The house of the Malavoglia had always been one of the first in Trezza, but now—with Bastianazzo drowned, and ’Ntoni gone for a soldier, and Mena to be married, and all those hungry little ones—it was a house that leaked at every seam.
“In fact what could it be worth, the house?” Every one stretched out his neck from the garden, measuring the house with his eye, to guess at the value of it, cursorily as it were. Don Silvestro knew more about it than any one, for he had the papers safe in the clerk’s room at Aci Castello.
“Will you bet five francs that all is not gold that glitters,” he said, showing the shining new silver piece of money. He knew that there was a mortgage of two francs the year, so he began to count on his fingers what would be the worth of the house with the well and the garden and all.
“Neither the house nor the boat can be sold, for they are security for Maruzza’s dowry,” said some one else; and they began to wrangle about it until their voices might have been heard even inside, where the family were mourning for the dead. “Of course,” cried Don Silvestro, like a pistol-shot, “there’s the dowry mortgage.”
Padron Cipolla, who had spoken with Padron ’Ntoni about the marriage of his son Brasi and Mena, shook his head and said nothing.
“Then,” said Uncle Cola, “nobody’ll suffer but Uncle Crucifix, who loses his lupins that he sold on credit.”
They all turned to look at old Crucifix, who had come, too, for appearance’ sake, and stood straight up in a corner, listening to all that was said, with his mouth open and his nose up in the air, as if he was counting the beams and the tiles of the roof to make a valuation of the house.
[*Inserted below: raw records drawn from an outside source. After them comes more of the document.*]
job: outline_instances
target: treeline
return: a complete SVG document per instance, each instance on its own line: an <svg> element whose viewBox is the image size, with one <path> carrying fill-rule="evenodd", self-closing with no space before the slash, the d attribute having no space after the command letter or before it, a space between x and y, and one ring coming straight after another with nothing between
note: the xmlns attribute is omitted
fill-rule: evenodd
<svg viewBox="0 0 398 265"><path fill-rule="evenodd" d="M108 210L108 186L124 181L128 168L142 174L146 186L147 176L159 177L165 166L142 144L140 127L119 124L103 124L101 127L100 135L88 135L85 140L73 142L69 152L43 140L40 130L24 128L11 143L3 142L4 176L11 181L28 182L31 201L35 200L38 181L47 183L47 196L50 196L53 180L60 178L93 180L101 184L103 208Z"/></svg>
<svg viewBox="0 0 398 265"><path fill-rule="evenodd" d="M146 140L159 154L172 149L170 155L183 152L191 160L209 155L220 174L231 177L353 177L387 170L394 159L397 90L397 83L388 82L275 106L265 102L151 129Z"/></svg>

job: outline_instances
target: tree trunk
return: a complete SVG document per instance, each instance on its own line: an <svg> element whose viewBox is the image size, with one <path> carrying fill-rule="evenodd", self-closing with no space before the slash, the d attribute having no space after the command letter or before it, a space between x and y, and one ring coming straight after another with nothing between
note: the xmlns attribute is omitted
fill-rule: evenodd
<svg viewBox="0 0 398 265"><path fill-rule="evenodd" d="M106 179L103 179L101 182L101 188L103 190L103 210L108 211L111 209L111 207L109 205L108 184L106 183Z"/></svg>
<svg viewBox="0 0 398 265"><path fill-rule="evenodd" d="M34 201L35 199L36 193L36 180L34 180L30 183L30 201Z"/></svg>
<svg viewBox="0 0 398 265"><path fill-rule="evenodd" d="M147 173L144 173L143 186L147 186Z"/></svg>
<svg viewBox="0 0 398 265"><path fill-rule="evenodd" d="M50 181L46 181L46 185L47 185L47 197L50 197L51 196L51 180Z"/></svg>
The most curious stretched their necks to look at him from the door, and winked at each other, as if to point him out.
“He looks like a bailiff making an inventory,” they sneered.
The gossips, who had got wind of the talk between Cipolla and Padron ’Ntoni about the marriage, said to each other that Maruzza must get through her mourning, and then she could settle about that marriage of Mena’s. But now La Longa had other things to think of, poor dear!
Padron Cipolla turned coolly away without a word; and, when everybody was gone, the Malavoglia were left alone in the court.